Bonne lecture à tous !


La chair luit sous l'éclat rougeoyant, délicieusement rosée, presque morbide. Le sourire aigu aux lèvres, Road souffle la fumée, envahissant la pièce de la douceâtre odeur d'opium. Peu impressionnée, sa compagne la gratifie d'un œil blanc lorsqu'elle la rejoint enfin, sa main volant jusqu'aux lèvres de la brunette en sorte que la longe de bois s'écrase au sol. Road retient difficilement le geignement de déplaisir alors qu'elle observe sa possession rouler loin, trop loin d'elle.

« Si moi, j'ai besoin d'opium pour te faire rêver, ça ne va vraiment pas. » remarque Lena placidement.

Le ricanement mauvais qu'éructe la petite brunette sonne creux, vide de toute énergie. Lenalee la considère froidement avant de la gifler, sans violence ni commisération, ancrant les yeux fous de sa belle dans les siens morts jusqu'à ce qu'elle se calme.

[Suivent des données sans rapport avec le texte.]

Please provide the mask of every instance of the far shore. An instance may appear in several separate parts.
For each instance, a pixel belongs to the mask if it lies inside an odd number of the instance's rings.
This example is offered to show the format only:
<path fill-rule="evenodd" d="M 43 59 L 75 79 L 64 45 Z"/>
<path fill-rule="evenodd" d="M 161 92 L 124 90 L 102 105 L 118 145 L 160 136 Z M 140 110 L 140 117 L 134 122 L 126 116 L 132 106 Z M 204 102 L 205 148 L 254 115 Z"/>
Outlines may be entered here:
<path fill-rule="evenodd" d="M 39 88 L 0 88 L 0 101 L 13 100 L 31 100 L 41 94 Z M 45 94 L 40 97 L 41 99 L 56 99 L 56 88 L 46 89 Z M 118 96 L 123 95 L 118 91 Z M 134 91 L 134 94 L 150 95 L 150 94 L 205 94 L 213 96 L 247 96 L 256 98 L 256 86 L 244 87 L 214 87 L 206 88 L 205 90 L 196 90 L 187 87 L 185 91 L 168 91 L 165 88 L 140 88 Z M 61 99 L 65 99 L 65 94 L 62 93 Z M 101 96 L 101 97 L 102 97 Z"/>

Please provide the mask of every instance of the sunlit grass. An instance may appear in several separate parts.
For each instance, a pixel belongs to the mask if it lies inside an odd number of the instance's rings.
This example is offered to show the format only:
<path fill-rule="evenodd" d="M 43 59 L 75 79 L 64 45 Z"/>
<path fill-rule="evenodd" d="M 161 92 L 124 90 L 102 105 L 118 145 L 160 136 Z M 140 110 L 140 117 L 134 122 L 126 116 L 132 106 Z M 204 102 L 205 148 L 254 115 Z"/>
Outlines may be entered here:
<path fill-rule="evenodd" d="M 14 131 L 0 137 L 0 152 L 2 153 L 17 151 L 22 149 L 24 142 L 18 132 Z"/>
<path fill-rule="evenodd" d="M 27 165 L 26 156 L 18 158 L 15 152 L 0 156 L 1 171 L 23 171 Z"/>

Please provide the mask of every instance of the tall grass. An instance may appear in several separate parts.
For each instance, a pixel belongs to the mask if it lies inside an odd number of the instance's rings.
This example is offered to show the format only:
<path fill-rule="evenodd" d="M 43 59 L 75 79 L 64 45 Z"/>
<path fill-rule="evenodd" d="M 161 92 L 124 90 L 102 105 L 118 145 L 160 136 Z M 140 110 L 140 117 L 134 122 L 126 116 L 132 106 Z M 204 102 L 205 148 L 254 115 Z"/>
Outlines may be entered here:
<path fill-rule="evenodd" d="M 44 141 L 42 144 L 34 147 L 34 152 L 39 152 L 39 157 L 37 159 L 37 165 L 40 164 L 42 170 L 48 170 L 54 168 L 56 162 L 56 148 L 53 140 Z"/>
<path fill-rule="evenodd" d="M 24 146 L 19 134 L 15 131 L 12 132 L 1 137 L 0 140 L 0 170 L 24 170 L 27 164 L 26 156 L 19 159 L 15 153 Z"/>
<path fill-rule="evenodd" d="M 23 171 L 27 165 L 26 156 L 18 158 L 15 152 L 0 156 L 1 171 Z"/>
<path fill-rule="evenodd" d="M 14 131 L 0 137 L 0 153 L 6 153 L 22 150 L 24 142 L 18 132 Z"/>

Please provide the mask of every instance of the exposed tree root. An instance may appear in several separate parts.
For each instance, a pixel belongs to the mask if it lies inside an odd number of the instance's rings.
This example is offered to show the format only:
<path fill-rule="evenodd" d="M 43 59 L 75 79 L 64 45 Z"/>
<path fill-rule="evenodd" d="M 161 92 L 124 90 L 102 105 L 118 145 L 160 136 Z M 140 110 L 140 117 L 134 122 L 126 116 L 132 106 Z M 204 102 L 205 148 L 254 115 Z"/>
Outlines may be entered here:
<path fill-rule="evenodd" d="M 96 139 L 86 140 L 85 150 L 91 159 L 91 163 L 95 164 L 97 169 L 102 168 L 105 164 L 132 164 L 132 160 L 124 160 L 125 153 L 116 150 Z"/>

La respiration haletante, Road prend sa main et la mord au niveau du poignet, si fort que si l'une ou l'autre pensait rationnellement, elle craindrait que l'articulation ne cède à la morsure.

« Jalouse que la drogue passe avant toi ? » persifle Road, un rictus venimeux placardé aux lèvres.

« Oui. Absolument. » L'assertion brutale et désintéressée fend l'air embrumé, tranchant tout sur son métaphorique passage.

Surprise de l'aveu, prise de court par la non-négation, Road ne sait que répliquer. La bouche à moitié ouverte, la lèvre asséchée par la fumée hallucinatoire, les yeux perdus, elle affiche un tableau qui en aurait choqué plus d'un… Mais pas Lena, jamais sa Lena. Lenalee voit et entend le désespoir, goûte l'extase que lui apporte l'opium, sans jamais s'abaisser à y avoir recourt sa Lena est forte pour ses faiblesses, tout comme Road s'efforce de pallier aux malaises de sa belle. Mais aujourd'hui, le Rêve devenu Chair ne veut pas d'une discussion pseudo-philosophique avec son Autre, ce qu'il veut, là, maintenant et tout de suite, c'est goûter aux limbes mornes et vides de l'opiacé salvateur, la chair contre les os, les dents qui s'enfoncent et les mâchoires qui déchirent.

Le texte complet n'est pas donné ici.